The benefits of peer support are well known and proven. It has evolved over decades, in many cases as an antidote to the ‘system’ which many people with mental health issues have experienced as dispassionate, undermining, even abusive. For marginalised groups who have traditionally found it difficult to access mainstream services, local user-led peer support groups have provided a vital lifeline against isolation and despair.

Of course, there are times when someone in distress needs the support of specialist professionals, but the ability of peer supporters to speak from the ‘I know because I have been there’ perspective provides comfort and hope in a way that is unique and special. Peers act like a guide, with their insight as the compass, travelling with you and providing you with simple practical support, but also the confidence, humour, common sense which are signposts to wellbeing.

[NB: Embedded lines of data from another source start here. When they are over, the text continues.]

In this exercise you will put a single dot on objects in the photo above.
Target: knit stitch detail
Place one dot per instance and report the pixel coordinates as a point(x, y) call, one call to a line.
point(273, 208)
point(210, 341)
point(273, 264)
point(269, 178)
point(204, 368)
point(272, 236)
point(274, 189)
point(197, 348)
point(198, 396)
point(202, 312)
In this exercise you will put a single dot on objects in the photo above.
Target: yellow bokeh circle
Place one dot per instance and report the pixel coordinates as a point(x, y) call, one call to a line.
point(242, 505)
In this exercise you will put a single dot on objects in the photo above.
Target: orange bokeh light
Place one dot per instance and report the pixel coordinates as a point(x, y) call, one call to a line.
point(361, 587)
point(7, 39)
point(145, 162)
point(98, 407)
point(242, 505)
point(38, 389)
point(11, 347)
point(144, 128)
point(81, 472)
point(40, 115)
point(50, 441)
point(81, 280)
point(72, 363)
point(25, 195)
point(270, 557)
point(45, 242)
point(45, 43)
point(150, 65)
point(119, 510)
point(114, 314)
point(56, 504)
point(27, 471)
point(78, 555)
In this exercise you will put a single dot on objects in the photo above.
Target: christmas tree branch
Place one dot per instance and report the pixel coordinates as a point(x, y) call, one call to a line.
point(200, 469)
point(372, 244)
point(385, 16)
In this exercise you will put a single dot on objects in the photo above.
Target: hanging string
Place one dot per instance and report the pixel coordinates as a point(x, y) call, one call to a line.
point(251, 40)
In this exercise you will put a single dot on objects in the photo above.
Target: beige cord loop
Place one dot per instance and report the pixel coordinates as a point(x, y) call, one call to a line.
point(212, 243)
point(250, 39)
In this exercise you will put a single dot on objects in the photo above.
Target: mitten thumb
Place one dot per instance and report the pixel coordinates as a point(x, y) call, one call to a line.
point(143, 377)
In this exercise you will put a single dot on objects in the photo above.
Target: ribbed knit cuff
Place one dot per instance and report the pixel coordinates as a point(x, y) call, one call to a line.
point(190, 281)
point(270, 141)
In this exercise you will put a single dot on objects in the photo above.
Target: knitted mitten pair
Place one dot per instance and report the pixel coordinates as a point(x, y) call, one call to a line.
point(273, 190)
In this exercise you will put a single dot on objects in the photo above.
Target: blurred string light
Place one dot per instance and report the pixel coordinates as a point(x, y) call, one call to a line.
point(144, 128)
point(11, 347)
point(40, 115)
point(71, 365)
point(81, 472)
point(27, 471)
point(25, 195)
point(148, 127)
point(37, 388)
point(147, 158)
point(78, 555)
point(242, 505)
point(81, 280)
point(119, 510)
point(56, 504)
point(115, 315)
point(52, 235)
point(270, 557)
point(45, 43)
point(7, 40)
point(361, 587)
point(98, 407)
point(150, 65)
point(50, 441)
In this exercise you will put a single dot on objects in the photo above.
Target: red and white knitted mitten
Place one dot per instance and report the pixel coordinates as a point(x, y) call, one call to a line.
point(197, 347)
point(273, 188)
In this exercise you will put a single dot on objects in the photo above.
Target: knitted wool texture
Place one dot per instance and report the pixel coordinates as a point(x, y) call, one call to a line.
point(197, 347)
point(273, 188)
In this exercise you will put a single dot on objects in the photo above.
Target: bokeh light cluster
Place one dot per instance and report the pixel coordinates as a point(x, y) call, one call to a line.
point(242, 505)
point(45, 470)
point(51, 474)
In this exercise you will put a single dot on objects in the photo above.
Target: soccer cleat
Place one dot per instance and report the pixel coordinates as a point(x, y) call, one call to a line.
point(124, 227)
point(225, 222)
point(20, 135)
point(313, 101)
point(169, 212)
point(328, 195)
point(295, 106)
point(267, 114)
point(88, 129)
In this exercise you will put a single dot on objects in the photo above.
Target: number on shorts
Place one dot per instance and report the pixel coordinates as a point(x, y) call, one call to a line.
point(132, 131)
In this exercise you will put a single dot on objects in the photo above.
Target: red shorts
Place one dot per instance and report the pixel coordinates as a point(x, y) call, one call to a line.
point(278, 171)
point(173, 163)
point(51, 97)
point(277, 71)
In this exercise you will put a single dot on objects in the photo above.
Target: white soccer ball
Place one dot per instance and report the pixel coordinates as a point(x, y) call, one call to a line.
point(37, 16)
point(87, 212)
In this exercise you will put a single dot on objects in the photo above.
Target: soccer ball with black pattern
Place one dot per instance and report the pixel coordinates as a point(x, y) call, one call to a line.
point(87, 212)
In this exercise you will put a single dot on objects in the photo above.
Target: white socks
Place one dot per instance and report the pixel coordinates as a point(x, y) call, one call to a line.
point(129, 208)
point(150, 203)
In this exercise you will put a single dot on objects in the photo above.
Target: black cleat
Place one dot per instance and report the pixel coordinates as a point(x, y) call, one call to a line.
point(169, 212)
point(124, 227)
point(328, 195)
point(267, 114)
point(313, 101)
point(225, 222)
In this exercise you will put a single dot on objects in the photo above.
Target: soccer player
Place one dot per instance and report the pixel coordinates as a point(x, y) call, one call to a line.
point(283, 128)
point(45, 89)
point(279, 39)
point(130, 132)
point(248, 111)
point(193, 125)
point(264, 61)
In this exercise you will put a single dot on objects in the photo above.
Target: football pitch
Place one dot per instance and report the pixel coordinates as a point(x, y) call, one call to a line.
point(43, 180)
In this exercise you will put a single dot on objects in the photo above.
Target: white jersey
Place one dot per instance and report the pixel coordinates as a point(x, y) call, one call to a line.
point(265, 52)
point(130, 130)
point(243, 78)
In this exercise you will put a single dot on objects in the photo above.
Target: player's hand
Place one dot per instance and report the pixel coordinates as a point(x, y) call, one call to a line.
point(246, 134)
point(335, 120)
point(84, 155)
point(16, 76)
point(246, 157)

Its use in formal mental health settings originated in the US and has gained a foothold over here, possibly accelerated by the current pressure to find money-saving ways of delivering health and social care services. 

This recognition of the value of peer support is to be welcomed, and could revolutionise mental health services. Indeed, we learnt of many positive and collaborative partnerships being forged in the voluntary sector and between user-led peer support groups. However, in a report we commissioned recently ‘Freedom to be, the chance to dream’ we discovered disturbing testimonies which could emerge into a dangerous trend: the ‘professionalisation’ of peer support; where the distinctive roles and tasks of peer supporter and paid staff becomes blurred. This, we warn, dilutes the unique power of peer support and can engender mistrust and suspicion from the people who would normally benefit from it.

For instance, I was horrified to hear a peer supporter talking at a conference about being taught how to physically restrain and control patients in a hospital before working on an acute ward. Others I have spoken to have been used as low paid nursing assistants, or being asked to serve meals and go shopping.
Disturbingly, some respondents in the report alluded to resistance and suspicion from some staff in formal health settings, perhaps mistrustful of the autonomous and organic nature of peer support and wanting to shoe-horn it into the ‘medical model’ with its rigid policies and procedures.  

Clearly, being asked to come into contact with vulnerable people in formal settings requires creating certain procedures to create a safe and protective environment for service users. Indeed our report advocates the need for peer supporters to receive training in important things like listening skills, and equality and diversity.  But, there is also clearly work to be done to create mutual respect for two very different ways of working which, when done well, can be complementary and ultimately beneficial for the user.

This also applies to the charity sector. At Together, we are in the process of putting peer support at the heart of the transformation of services. Admittedly we are faced with the same professional and philosophical dilemma: how to balance the need to preserve the informal, organic nature of the peer support relationship with our duty of care to service users to ensure their safety
We believe that the peer support ‘movement’ is at a crossroads, and that the creation of a framework which enshrines the user-led element of peer support, values its heritage, and offers good practice guidelines is essential to ensure its survival and maintain its distinctness and integrity. Naturally, this work needs to be done from the grassroots up to have real meaning. 

And, at a time when funding is driven by the need to deliver on hard outcomes, it is vital that more work is carried out to consolidate the evidence for the effectiveness and benefits of peer support if we are to preserve the existence and growth of those thousands of groups and organisations who are a critical and innovative part of the future of the voluntary sector.
In the worst case scenario peer support could be used as a cheap form of labour rather than an alternative or complementary resource of choice, pulling people into giving their experience without any investment around building capacity or infrastructure, or regard for the peer supporter’s own wellbeing. This would be to ride roughshod over the values of peer support, and ultimately nullify its power.

We need to stop the erosion of this unique and valuable work. Without it, I would still be waiting at Platform 5 for my mind to return.